I started out with a posting on “Woo Words“, then moved on to “Evidence not Credentials“. Now I’m adding more thoughts that will hopefully help to enrich your Bullshit detection kit.

I do hope this one is obvious, really obvious. In fact I’d be astonished if it was not, and yet so many of us still fall for it.

When somebody famous is engaged to push a specific product we all know in our heart of hearts that its just marketing hype, so why does it still happen? Well, basically because it works. The celebrity in question gets a wad of cash for their services, so they are quite happy to do or say whatever is required, and the advertiser reaps a jump in sales.

Associating some product with fame does not in any way guarantee that it actually works or is effective. Nor does having a research department, advisory board or other professionals and experts on the payroll hold any real merit, yet such tactics are employed because millions out there are quite happy to embrace the hype. I guess we are all susceptible at one time or another to getting suckered in like this; I know I have been.

When faced with a choice, look for evidence to backup any claims, period. All an endorsement proves is the the vendor has pockets deep enough to be able to oil a slick sales pitch. There are many dietary supplement and vitamin pushers quite willing to make wild outrageous claims in order to sell, and there are many folks who are only too happy to take the money regardless of how dodgy it might be. I’m not suggesting that all endorsements are dubious, but rather that they prove nothing at all.

Whenever you spot a well know actor or soap star endorsing some product, just pause for a moment and remember that they have made an entire career out of pretending to be somebody they are not, faking all sorts of positive or negative emotions. What you are seeing is an illusion; a psychological spell is being cast upon you. But of course most of us are smart enough not to let that happen. Think about it now, would you really be fooled into electing a movie actor  to the white house, no that could never happen because quite obviously the majority could not possibly be fooled that easily … er yes, thats my point, we were all fooled, and so now we all “remember” the Regan era. The only exception was Regan himself, he never remembered any of it afterwards.

Sometimes its not a person but a well-known familiar object that is being used to manipulate you.

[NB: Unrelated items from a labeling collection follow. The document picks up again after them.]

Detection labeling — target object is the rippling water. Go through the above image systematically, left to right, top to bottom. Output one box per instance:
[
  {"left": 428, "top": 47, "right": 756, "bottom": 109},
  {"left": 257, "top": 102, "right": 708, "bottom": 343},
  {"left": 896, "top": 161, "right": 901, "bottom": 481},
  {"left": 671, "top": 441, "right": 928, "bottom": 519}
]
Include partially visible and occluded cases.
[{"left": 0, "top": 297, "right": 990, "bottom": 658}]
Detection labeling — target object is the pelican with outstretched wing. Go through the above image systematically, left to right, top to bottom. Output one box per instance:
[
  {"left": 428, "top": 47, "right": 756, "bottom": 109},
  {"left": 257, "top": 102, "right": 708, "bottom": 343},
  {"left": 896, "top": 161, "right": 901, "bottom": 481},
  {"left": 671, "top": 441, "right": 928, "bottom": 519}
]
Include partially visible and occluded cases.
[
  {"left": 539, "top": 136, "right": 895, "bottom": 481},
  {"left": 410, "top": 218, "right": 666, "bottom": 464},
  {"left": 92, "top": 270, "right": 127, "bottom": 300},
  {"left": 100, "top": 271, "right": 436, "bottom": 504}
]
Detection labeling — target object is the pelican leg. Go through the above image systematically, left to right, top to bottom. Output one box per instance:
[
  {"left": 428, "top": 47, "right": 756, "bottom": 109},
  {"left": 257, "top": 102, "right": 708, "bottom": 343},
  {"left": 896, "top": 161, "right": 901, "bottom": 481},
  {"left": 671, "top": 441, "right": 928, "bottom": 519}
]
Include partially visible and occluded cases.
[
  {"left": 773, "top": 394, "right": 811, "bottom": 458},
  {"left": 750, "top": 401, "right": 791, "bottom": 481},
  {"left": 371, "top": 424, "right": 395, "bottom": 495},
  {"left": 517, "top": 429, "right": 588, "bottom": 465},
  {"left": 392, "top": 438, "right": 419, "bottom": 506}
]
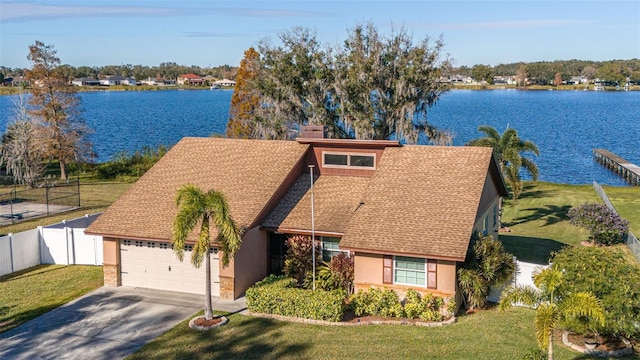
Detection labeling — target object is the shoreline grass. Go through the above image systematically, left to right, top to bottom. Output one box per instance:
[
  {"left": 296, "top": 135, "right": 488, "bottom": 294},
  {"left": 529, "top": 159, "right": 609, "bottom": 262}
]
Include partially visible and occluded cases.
[{"left": 0, "top": 265, "right": 103, "bottom": 333}]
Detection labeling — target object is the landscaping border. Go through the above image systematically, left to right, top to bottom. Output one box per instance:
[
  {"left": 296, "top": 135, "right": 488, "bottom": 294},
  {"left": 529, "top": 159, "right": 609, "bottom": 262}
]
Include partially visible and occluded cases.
[
  {"left": 247, "top": 310, "right": 456, "bottom": 327},
  {"left": 562, "top": 331, "right": 633, "bottom": 357}
]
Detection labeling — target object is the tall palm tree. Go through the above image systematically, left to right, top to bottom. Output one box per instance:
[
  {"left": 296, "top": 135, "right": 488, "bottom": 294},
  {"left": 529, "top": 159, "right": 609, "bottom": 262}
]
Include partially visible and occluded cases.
[
  {"left": 467, "top": 125, "right": 540, "bottom": 200},
  {"left": 171, "top": 185, "right": 242, "bottom": 320},
  {"left": 500, "top": 267, "right": 604, "bottom": 360}
]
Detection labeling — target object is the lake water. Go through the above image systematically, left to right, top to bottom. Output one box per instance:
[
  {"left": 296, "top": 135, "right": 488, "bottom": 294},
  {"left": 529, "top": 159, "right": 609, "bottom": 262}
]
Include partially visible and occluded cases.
[{"left": 0, "top": 90, "right": 640, "bottom": 185}]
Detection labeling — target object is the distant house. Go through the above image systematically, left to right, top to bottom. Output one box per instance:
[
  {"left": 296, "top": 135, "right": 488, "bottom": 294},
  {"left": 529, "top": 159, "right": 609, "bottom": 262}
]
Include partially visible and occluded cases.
[
  {"left": 177, "top": 74, "right": 204, "bottom": 86},
  {"left": 100, "top": 75, "right": 138, "bottom": 86},
  {"left": 493, "top": 75, "right": 517, "bottom": 85},
  {"left": 2, "top": 76, "right": 29, "bottom": 86},
  {"left": 567, "top": 76, "right": 589, "bottom": 85},
  {"left": 71, "top": 77, "right": 100, "bottom": 86},
  {"left": 140, "top": 78, "right": 176, "bottom": 86},
  {"left": 213, "top": 79, "right": 236, "bottom": 86},
  {"left": 86, "top": 128, "right": 507, "bottom": 304}
]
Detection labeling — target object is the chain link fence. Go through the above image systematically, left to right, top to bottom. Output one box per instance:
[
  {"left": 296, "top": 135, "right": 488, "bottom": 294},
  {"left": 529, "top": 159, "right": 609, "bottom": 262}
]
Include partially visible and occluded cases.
[
  {"left": 0, "top": 176, "right": 80, "bottom": 226},
  {"left": 593, "top": 181, "right": 640, "bottom": 262}
]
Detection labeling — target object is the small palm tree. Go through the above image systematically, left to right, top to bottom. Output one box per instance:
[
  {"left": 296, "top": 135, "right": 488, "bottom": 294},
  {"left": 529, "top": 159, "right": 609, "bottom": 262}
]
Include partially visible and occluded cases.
[
  {"left": 467, "top": 125, "right": 540, "bottom": 200},
  {"left": 171, "top": 185, "right": 242, "bottom": 320},
  {"left": 500, "top": 267, "right": 604, "bottom": 360}
]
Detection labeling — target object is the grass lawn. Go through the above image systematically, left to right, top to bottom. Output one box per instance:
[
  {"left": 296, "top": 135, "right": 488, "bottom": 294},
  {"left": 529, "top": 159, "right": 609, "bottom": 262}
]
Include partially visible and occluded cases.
[
  {"left": 0, "top": 179, "right": 133, "bottom": 234},
  {"left": 500, "top": 182, "right": 602, "bottom": 264},
  {"left": 0, "top": 265, "right": 103, "bottom": 332},
  {"left": 128, "top": 308, "right": 596, "bottom": 360}
]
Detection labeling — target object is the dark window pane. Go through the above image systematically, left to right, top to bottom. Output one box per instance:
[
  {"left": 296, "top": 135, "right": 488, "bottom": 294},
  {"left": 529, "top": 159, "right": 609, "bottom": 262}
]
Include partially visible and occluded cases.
[
  {"left": 324, "top": 154, "right": 347, "bottom": 166},
  {"left": 349, "top": 155, "right": 373, "bottom": 167}
]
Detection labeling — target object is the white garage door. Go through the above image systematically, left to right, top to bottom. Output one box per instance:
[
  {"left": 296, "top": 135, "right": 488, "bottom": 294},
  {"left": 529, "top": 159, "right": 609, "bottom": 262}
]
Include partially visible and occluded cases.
[{"left": 120, "top": 240, "right": 220, "bottom": 296}]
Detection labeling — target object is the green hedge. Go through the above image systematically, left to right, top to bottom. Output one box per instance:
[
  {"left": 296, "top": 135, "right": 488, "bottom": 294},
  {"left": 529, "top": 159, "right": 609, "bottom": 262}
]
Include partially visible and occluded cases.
[
  {"left": 245, "top": 275, "right": 345, "bottom": 321},
  {"left": 350, "top": 289, "right": 455, "bottom": 321}
]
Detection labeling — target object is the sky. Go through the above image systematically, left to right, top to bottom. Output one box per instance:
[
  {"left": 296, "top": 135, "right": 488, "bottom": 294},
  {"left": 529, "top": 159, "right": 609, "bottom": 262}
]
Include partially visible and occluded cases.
[{"left": 0, "top": 0, "right": 640, "bottom": 68}]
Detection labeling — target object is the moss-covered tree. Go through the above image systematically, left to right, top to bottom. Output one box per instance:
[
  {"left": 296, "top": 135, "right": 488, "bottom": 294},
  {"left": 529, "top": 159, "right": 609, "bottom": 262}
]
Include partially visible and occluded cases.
[{"left": 227, "top": 47, "right": 260, "bottom": 139}]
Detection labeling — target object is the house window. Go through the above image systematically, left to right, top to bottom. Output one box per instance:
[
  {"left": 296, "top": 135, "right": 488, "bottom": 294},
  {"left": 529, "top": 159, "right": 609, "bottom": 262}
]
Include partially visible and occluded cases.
[
  {"left": 322, "top": 152, "right": 376, "bottom": 169},
  {"left": 324, "top": 154, "right": 349, "bottom": 166},
  {"left": 349, "top": 155, "right": 374, "bottom": 168},
  {"left": 322, "top": 236, "right": 349, "bottom": 262},
  {"left": 393, "top": 256, "right": 438, "bottom": 289},
  {"left": 393, "top": 256, "right": 426, "bottom": 286}
]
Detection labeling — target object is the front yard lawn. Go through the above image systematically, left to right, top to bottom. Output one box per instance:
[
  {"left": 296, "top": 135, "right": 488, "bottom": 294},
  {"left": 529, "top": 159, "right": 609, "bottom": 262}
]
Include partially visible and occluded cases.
[
  {"left": 0, "top": 265, "right": 103, "bottom": 333},
  {"left": 128, "top": 308, "right": 584, "bottom": 360}
]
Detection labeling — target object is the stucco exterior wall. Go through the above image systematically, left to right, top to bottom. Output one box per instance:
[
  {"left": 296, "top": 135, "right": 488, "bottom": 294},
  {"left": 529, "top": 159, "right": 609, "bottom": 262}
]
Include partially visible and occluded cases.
[
  {"left": 220, "top": 227, "right": 267, "bottom": 299},
  {"left": 354, "top": 252, "right": 456, "bottom": 299}
]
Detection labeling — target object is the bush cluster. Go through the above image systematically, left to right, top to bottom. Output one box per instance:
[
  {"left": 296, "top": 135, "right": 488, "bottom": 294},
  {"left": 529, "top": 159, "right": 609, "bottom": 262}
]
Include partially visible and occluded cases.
[
  {"left": 96, "top": 145, "right": 167, "bottom": 179},
  {"left": 567, "top": 203, "right": 629, "bottom": 245},
  {"left": 553, "top": 246, "right": 640, "bottom": 338},
  {"left": 245, "top": 275, "right": 346, "bottom": 321},
  {"left": 350, "top": 289, "right": 455, "bottom": 321}
]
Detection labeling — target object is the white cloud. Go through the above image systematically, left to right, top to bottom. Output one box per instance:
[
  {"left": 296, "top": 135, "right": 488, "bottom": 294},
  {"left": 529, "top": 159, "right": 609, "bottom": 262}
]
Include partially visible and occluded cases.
[{"left": 0, "top": 2, "right": 178, "bottom": 22}]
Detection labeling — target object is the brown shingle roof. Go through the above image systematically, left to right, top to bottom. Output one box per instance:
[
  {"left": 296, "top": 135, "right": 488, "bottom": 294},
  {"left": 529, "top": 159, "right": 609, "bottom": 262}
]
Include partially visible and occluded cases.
[
  {"left": 87, "top": 138, "right": 308, "bottom": 240},
  {"left": 340, "top": 146, "right": 492, "bottom": 260},
  {"left": 262, "top": 174, "right": 369, "bottom": 233}
]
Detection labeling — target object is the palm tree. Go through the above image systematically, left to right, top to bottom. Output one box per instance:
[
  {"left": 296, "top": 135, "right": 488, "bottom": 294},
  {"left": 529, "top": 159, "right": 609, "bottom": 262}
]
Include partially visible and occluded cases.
[
  {"left": 467, "top": 125, "right": 540, "bottom": 200},
  {"left": 171, "top": 185, "right": 242, "bottom": 320},
  {"left": 500, "top": 267, "right": 604, "bottom": 360}
]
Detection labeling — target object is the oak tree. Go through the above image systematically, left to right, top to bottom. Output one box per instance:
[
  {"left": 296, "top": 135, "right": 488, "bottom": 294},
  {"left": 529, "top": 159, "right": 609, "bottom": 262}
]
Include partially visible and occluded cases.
[
  {"left": 26, "top": 41, "right": 90, "bottom": 180},
  {"left": 227, "top": 47, "right": 260, "bottom": 139}
]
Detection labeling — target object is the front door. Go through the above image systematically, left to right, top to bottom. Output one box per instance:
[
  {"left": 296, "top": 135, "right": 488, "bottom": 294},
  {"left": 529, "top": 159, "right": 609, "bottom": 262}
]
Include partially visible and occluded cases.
[{"left": 269, "top": 233, "right": 287, "bottom": 275}]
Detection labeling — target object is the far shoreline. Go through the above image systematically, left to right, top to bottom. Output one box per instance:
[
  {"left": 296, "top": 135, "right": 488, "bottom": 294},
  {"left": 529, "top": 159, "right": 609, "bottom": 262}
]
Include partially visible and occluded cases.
[{"left": 0, "top": 84, "right": 640, "bottom": 96}]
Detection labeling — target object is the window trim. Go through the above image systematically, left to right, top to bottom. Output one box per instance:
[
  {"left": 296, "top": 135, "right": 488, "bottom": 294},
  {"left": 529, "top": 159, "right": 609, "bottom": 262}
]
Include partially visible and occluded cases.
[
  {"left": 322, "top": 151, "right": 377, "bottom": 170},
  {"left": 320, "top": 236, "right": 351, "bottom": 262},
  {"left": 392, "top": 255, "right": 438, "bottom": 290},
  {"left": 392, "top": 256, "right": 429, "bottom": 288}
]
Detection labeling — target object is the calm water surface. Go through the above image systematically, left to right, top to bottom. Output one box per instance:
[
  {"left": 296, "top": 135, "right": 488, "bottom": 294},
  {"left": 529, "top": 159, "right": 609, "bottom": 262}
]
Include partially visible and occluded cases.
[{"left": 0, "top": 90, "right": 640, "bottom": 185}]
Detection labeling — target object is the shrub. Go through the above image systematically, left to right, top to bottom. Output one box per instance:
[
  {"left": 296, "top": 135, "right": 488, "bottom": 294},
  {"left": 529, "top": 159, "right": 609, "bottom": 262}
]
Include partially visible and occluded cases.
[
  {"left": 96, "top": 145, "right": 167, "bottom": 179},
  {"left": 567, "top": 203, "right": 629, "bottom": 245},
  {"left": 458, "top": 232, "right": 515, "bottom": 309},
  {"left": 283, "top": 235, "right": 322, "bottom": 284},
  {"left": 553, "top": 246, "right": 640, "bottom": 338},
  {"left": 316, "top": 253, "right": 354, "bottom": 295},
  {"left": 245, "top": 275, "right": 346, "bottom": 321},
  {"left": 350, "top": 289, "right": 444, "bottom": 321},
  {"left": 350, "top": 289, "right": 404, "bottom": 317}
]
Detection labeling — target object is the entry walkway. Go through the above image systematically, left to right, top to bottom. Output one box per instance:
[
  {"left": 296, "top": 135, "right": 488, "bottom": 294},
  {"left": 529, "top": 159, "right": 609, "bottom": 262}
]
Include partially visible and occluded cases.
[{"left": 0, "top": 287, "right": 246, "bottom": 360}]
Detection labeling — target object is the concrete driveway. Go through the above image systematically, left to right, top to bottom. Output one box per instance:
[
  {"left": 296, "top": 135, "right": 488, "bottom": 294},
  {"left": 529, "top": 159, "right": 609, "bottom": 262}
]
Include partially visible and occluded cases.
[{"left": 0, "top": 287, "right": 242, "bottom": 360}]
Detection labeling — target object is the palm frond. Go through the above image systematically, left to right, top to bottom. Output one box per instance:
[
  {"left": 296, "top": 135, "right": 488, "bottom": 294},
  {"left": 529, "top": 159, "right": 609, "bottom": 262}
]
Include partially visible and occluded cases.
[
  {"left": 561, "top": 292, "right": 605, "bottom": 326},
  {"left": 535, "top": 303, "right": 558, "bottom": 349}
]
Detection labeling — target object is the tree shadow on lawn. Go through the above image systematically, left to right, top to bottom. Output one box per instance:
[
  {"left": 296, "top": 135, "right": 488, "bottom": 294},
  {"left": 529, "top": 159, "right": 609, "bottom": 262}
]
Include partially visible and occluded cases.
[
  {"left": 504, "top": 205, "right": 571, "bottom": 226},
  {"left": 500, "top": 234, "right": 570, "bottom": 265},
  {"left": 0, "top": 264, "right": 64, "bottom": 282},
  {"left": 134, "top": 314, "right": 309, "bottom": 360}
]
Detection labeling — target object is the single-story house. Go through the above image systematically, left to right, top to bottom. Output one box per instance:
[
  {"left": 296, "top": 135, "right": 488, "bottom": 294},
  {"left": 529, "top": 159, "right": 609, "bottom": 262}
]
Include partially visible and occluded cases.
[
  {"left": 178, "top": 74, "right": 204, "bottom": 85},
  {"left": 100, "top": 75, "right": 138, "bottom": 86},
  {"left": 71, "top": 77, "right": 100, "bottom": 86},
  {"left": 213, "top": 79, "right": 236, "bottom": 86},
  {"left": 86, "top": 127, "right": 507, "bottom": 304}
]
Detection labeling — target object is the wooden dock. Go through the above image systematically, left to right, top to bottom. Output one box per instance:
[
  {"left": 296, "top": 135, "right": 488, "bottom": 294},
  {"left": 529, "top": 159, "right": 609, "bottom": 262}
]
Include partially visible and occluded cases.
[{"left": 593, "top": 149, "right": 640, "bottom": 186}]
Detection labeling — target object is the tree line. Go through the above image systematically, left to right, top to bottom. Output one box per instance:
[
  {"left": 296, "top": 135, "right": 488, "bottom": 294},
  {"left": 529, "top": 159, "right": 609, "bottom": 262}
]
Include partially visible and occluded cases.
[
  {"left": 227, "top": 24, "right": 450, "bottom": 143},
  {"left": 0, "top": 41, "right": 92, "bottom": 187},
  {"left": 451, "top": 59, "right": 640, "bottom": 85},
  {"left": 0, "top": 62, "right": 238, "bottom": 81}
]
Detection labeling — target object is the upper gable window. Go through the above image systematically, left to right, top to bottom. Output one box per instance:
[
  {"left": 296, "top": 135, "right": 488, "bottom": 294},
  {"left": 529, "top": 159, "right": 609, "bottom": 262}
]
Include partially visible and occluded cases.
[{"left": 322, "top": 152, "right": 376, "bottom": 169}]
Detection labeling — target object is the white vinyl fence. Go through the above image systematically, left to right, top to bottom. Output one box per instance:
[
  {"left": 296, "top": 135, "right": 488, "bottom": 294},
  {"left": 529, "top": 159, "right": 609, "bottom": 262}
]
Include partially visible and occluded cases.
[
  {"left": 0, "top": 214, "right": 102, "bottom": 276},
  {"left": 488, "top": 258, "right": 549, "bottom": 302}
]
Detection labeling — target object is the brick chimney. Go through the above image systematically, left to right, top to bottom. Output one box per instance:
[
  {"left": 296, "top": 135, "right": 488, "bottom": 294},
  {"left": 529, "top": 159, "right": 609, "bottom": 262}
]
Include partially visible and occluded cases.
[{"left": 300, "top": 125, "right": 327, "bottom": 139}]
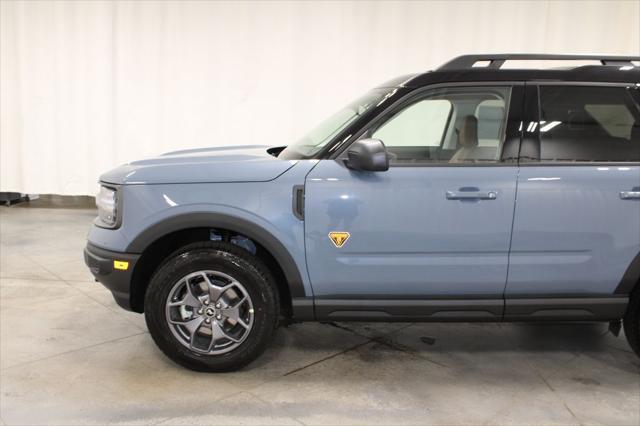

Take for example the humble white lab coat. Having somebody wear one creates the implicit almost subconscious illusion that they have some medical or clinical knowledge and endorse the product from a position of knowledge. Many cosmetic departments within stores or airport duty-free outlets leverage this by getting staff to dress like this so that they can sell you overpriced lotions or potions.

Bottom line, look for evidence; ignore the hype.

“Don’t tell my mother I work in an advertising agency; she thinks I play piano in a whorehouse.” – Jacques Seguela.